SD: Yes, I was definitely conjuring up the coquettishness of some of our African-Caribbean dances, which tease and also challenge through movement, gesture and look. I thoroughly enjoy using those devices; it’s part of playing the masquerade of the message. And the design of the skirt is certainly a nod to the voluminous, patterned bélé over-skirt.
This dress is definitely along that performative ‘dance and mas’ spectrum. I hope that it is considered a mas! Because isn’t mas supposed to delight, provoke and intrigue? Earlier this week, a cutting-edge traditional Carnival costume designer reached out to me to talk about possibilities of a digital collaboration, using recycled materials, which is right up my alley. You just never know where your little rant in your little dress will lead you.
JMF: How would you describe the essence of a Caribbean woman through this dress?
SD: I’m using this word a lot these days, but ‘resilient’. It speaks of confronting one’s fears and conquering some of the anxiety, and of using humour to lift oneself up – as a woman, as a human. I’ve always thought of myself as an intense person with strong opinions and a sense of justice and fearlessness. […] I thought I had reached my zenith with all of that. But then, in the face of the pandemic, I’ve found a new font of mental and spiritual strength to cope with what has come my way in the last eighteen months. It speaks to a kind of self-reliance that the Caribbean woman knows she has, deep down inside. What’s different now is that in my isolation, I’ve had to time to think about how this new level of resiliency shapes my life, and what I’m going to do with it going forward. It’s scary and it’s beautiful at the same time.

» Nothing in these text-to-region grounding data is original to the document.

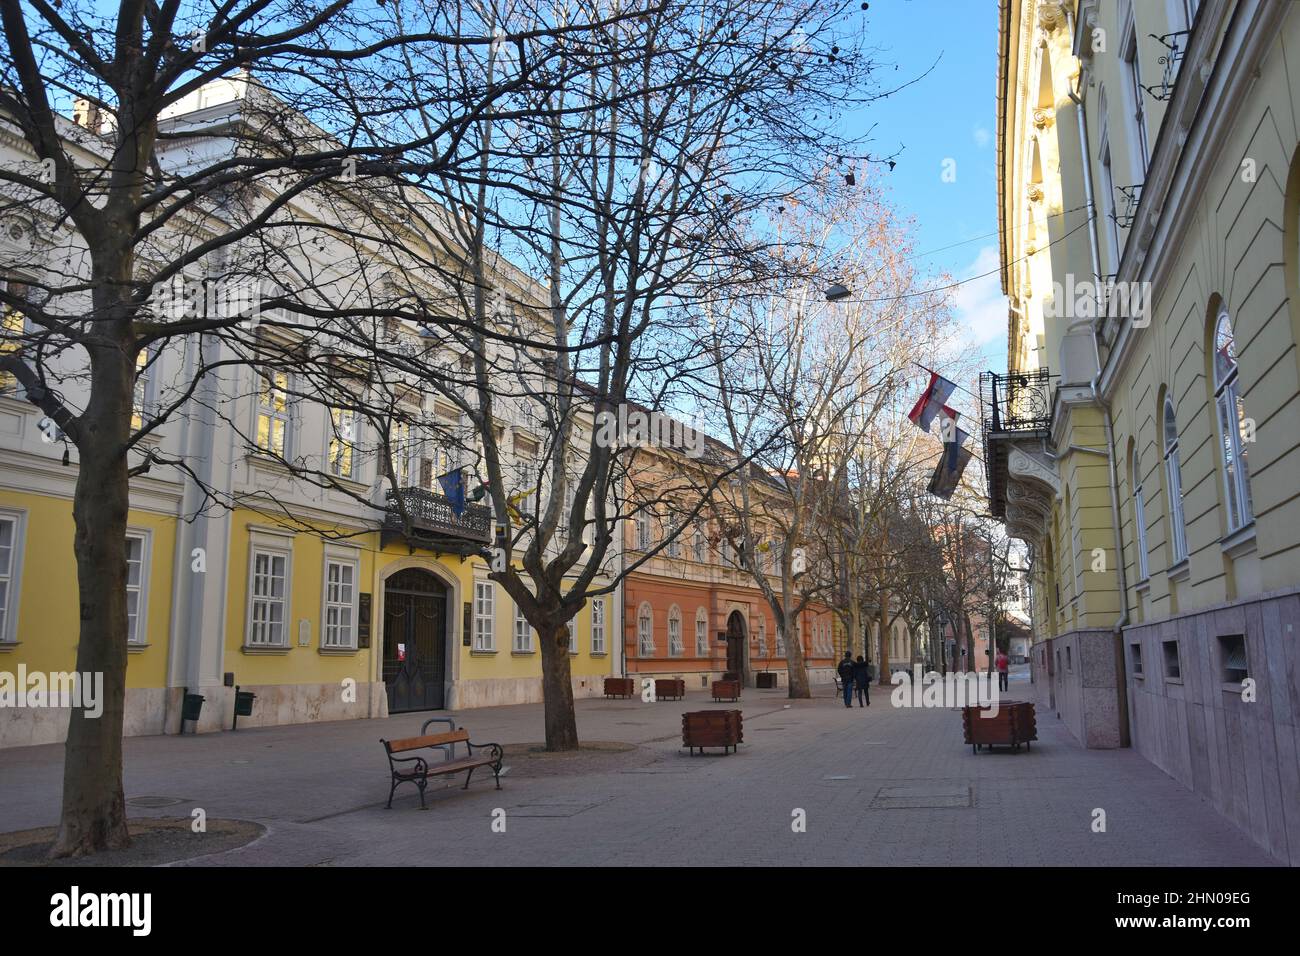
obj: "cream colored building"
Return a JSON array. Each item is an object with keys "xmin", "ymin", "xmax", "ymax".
[{"xmin": 991, "ymin": 0, "xmax": 1300, "ymax": 864}]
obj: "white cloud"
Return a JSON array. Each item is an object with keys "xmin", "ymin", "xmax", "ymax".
[
  {"xmin": 951, "ymin": 245, "xmax": 1008, "ymax": 360},
  {"xmin": 973, "ymin": 126, "xmax": 991, "ymax": 148}
]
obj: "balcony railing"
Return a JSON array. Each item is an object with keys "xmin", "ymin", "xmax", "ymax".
[
  {"xmin": 383, "ymin": 486, "xmax": 492, "ymax": 549},
  {"xmin": 1111, "ymin": 183, "xmax": 1143, "ymax": 230},
  {"xmin": 979, "ymin": 369, "xmax": 1053, "ymax": 437},
  {"xmin": 1141, "ymin": 31, "xmax": 1191, "ymax": 102}
]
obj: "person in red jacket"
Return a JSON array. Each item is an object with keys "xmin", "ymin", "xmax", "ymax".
[{"xmin": 996, "ymin": 649, "xmax": 1010, "ymax": 692}]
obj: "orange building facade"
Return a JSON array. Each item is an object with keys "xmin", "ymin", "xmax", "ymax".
[{"xmin": 621, "ymin": 538, "xmax": 840, "ymax": 690}]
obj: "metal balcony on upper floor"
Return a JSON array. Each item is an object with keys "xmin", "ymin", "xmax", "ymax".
[
  {"xmin": 980, "ymin": 369, "xmax": 1055, "ymax": 523},
  {"xmin": 382, "ymin": 485, "xmax": 493, "ymax": 556}
]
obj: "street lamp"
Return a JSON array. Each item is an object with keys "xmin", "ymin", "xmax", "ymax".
[{"xmin": 824, "ymin": 283, "xmax": 851, "ymax": 303}]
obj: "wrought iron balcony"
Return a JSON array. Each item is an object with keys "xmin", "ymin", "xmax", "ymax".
[
  {"xmin": 383, "ymin": 486, "xmax": 492, "ymax": 554},
  {"xmin": 1141, "ymin": 31, "xmax": 1191, "ymax": 102},
  {"xmin": 979, "ymin": 369, "xmax": 1053, "ymax": 437},
  {"xmin": 980, "ymin": 369, "xmax": 1055, "ymax": 521}
]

JMF: These images say to me that there’s beauty and excellence to be found in even the most mundane of things if we approach it with the right frame of mind. Is that the secret to making it through this pandemic? Critical thinking with a dash of humour?
SD: I think that's a really good way to look at it. But don’t forget the healing factor. As much as the dress might capture the attention of someone who sees it because of its unusual nature, and as much as it raises big world questions like the future of food security, there is a more personal intent behind it. I made it to cheer up myself and others at a depressing and challenging moment of our human history. It’s a suggestion of how we could craft our own healing—at least some of the time—with, as you say, mundane objects. So one major message is that you don’t have to look too far or spend too much to create something that lets you vent and makes you smile at the same time. Use the objects in your environment and heal yourself through your own creativity.